The Charlotte, N.C.-based bank’s plans came as part of testimony before the Federal Reserve Bank of Chicago, which held a meeting about the company’s $4 billion deal to acquire the California lender.
Bank of America (BAC, Fortune 500) said it will discontinue so-called option adjustable-rate mortgages, or loans that allow customers to make payments for less than the monthly interest due. Critics say such loans carry higher rates and can cause borrowers’ balances to increase.
The bank said it will also greatly reduce offerings of other nontraditional loans, such as those that allow for little documentation.
Bank of America plans to continue to offer traditional mortgages that fit government-sponsored enterprise guidelines, including FHA and VA loans. It also will offer interest-only fixed-rate and adjustable-rate mortgages that have long reset periods to lessen the likelihood of short-term payment spikes.
It will not originate subprime mortgages, a practice Bank of America dropped in 2001 when Ken Lewis took over as chief executive. The bank called it a business that had "become unattractive from a risk-reward standpoint."
Countrywide (CFC, Fortune 500) is among the dozens of mortgage lenders that have faced an increase in mortgage defaults and foreclosures, especially in subprime loans - those made to borrowers with weak credit faxless online payday advances. Its lending practices have been questioned, and the company faces numerous investigations and lawsuits related to them.
The acquisition is expected to close in the third quarter.

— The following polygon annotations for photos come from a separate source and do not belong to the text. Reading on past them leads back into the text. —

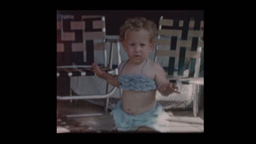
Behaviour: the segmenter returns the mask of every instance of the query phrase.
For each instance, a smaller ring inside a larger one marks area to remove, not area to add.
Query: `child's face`
[[[129,61],[135,64],[140,64],[148,57],[153,48],[153,44],[150,40],[149,33],[144,29],[138,31],[128,29],[125,32],[123,41],[125,51],[127,52]]]

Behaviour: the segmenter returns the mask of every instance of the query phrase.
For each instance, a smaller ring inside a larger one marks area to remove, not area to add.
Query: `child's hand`
[[[160,89],[162,91],[162,94],[165,96],[167,96],[174,92],[180,93],[179,92],[177,91],[178,88],[179,88],[176,86],[175,83],[169,83],[161,86]]]
[[[95,63],[92,64],[92,70],[94,70],[94,72],[95,73],[96,75],[101,79],[104,79],[105,72],[101,71],[100,68],[98,67],[98,65],[97,65],[97,64]]]

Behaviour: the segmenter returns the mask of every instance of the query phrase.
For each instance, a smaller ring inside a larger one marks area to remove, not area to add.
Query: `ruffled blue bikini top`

"We think it’s important to clearly explain the changes in mortgage lending practices once we operate as a combined company," Bruce Hammonds, Bank of America’s consumer credit executive, said in a statement. "We recognize this tightening, by definition, restricts the availability of credit to some borrowers."

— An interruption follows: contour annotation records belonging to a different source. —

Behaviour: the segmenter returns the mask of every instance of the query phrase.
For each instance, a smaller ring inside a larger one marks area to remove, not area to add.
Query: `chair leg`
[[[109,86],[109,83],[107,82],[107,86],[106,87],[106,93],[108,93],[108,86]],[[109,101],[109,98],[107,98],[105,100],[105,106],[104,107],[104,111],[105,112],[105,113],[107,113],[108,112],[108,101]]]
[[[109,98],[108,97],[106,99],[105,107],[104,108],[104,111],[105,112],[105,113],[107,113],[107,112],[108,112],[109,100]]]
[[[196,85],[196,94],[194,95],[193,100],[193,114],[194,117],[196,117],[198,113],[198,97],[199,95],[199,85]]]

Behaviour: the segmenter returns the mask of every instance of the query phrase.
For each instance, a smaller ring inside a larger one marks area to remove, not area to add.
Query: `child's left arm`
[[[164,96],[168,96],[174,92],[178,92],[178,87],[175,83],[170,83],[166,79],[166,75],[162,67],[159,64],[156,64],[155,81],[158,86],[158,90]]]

Like many of the nation’s leading financial institutions, Bank of America has been hit hard by the widespread slump in the nation’s housing market and ongoing credit crunch.
The move will help keep the banking giant - which is set to become the nation’s biggest mortgage lender and loan servicer - away from loans that helped fuel the housing bubble.

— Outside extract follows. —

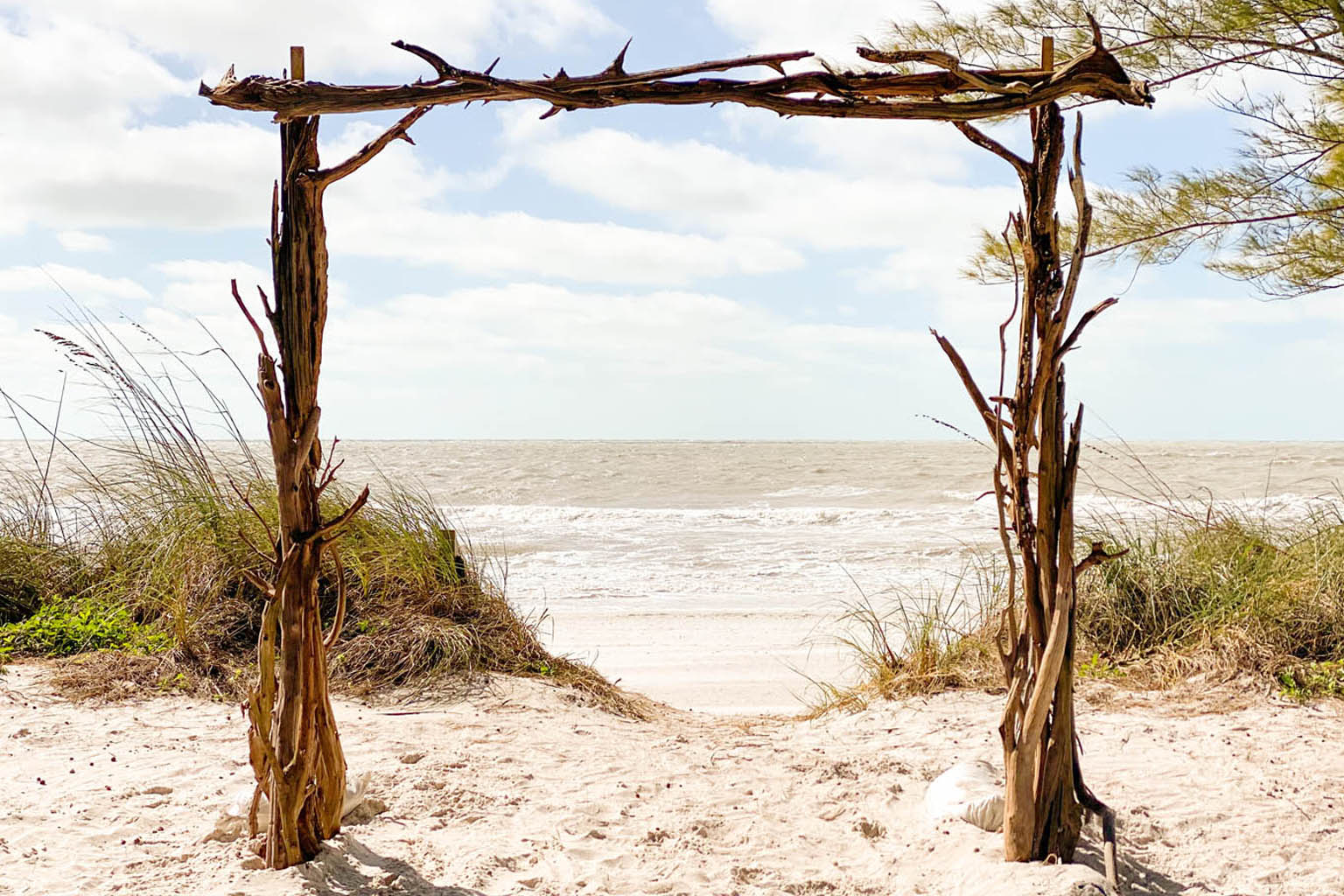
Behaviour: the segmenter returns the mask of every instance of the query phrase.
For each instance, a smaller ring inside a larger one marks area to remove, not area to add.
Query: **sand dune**
[[[996,759],[991,695],[818,721],[630,721],[526,681],[343,700],[370,802],[316,861],[274,873],[246,840],[203,841],[250,780],[235,707],[73,705],[43,678],[0,678],[0,893],[1101,892],[1094,827],[1083,864],[1007,865],[997,834],[925,817],[927,780]],[[1130,893],[1344,892],[1344,713],[1243,704],[1085,690],[1085,767],[1120,810]]]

Earlier this month, Bank of America’s crosstown rival Wachovia Corp. (WB, Fortune 500) revised the underwriting policies in its mortgage loan business. Among its changes, Wachovia said it will base loan decisions on a new system of rating home markets and will require borrowers to have a minimum qualifying FICO score, a credit rating system used by the vast majority of the nation’s banks to guide their loan decisions.
No Comments
No comments yet.
RSS feed for comments on this post.
Sorry, the comment form is closed at this time.